Thursday Nov 19, 2015

Oracle VM Server for SPARC Support

I saw a couple of related questions about Oracle VM Server for SPARC 3.3 support recently:

Are T7 servers with Oracle VM Server for SPARC 3.3 supported in Ops Center?

Yep. You can take a look at the Certified Systems Matrix to see the full list of supported systems.

What if I want to downgrade systems to Oracle VM Server for SPARC 3.2?

That's not something we've tested or certified.

Are live migration and automatic recovery supported for OVMSS 3.3?
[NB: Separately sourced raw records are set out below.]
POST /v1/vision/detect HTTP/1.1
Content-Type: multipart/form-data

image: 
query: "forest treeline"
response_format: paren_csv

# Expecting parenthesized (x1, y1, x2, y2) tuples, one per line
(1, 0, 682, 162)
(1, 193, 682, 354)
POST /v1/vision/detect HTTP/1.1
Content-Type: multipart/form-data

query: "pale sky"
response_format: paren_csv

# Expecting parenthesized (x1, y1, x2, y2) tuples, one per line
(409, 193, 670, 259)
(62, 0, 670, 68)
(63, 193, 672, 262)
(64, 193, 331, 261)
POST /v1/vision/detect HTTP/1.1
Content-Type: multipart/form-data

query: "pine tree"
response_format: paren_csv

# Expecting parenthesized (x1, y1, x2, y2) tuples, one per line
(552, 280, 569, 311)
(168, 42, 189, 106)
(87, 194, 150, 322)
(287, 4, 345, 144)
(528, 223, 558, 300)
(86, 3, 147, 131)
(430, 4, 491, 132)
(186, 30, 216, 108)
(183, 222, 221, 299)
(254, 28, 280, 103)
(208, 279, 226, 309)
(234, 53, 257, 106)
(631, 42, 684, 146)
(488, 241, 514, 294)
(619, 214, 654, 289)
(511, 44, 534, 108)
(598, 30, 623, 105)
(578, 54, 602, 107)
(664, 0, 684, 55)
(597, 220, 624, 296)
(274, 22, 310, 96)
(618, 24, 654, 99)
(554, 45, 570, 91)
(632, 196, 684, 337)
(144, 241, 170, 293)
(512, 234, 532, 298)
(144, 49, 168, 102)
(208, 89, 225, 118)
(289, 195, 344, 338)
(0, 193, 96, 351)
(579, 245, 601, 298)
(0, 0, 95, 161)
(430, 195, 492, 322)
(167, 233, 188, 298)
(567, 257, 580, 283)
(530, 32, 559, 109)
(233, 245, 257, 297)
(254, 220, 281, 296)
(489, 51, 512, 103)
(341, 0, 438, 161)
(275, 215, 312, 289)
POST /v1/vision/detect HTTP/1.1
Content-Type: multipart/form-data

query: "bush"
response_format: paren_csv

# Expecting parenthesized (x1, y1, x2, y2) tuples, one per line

Yes, the full feature set for OVMSS is supported for version 3.3. One issue worth mentioning, though, is that the option for setting the maximum bandwidth for a guest doesn't work properly in 3.3; we're working on that issue.

Thursday Nov 12, 2015

Updating an Oracle Solaris 8 system

Last week, we talked a bit about how to update branded zones. I saw a question this week about upgrading Oracle Solaris 8 systems, and branded zones figure into the answer here too.

"I've got some legacy applications running on some Oracle Solaris 8 systems. I'd like to get them running on S11 if possible. What can I do to upgrade these systems?"

Solaris 8 is old enough that there isn't an upgrade path all the way to Oracle Solaris 11. If you have legacy applications running on Solaris 8, and you want to move to a newer OS, you have a couple of options.

If you can move your applications onto S11, then you can use Ops Center to provision new S11 systems and then get the applications running on the new system.

However, some applications might not work on S11. In that case, you could create a Flash Archive of the existing S8 system, and use that FLAR to make an S8 branded zone on an S10 system. It's not S11, but it's not too shabby.

Thursday Nov 05, 2015

Branded Zones Questions

Branded Zones are handy if you want to run Oracle Solaris 10 zones on top of an S11 platform. However, they do work a bit differently from other zones in Ops Center. I've received a couple of questions about branded zones that I thought I'd try to clear up:

"I have a Control Domain with an Oracle Solaris 10 branded zone on it. Can I upgrade the control domain without Ops Center getting confused by the branded zone?"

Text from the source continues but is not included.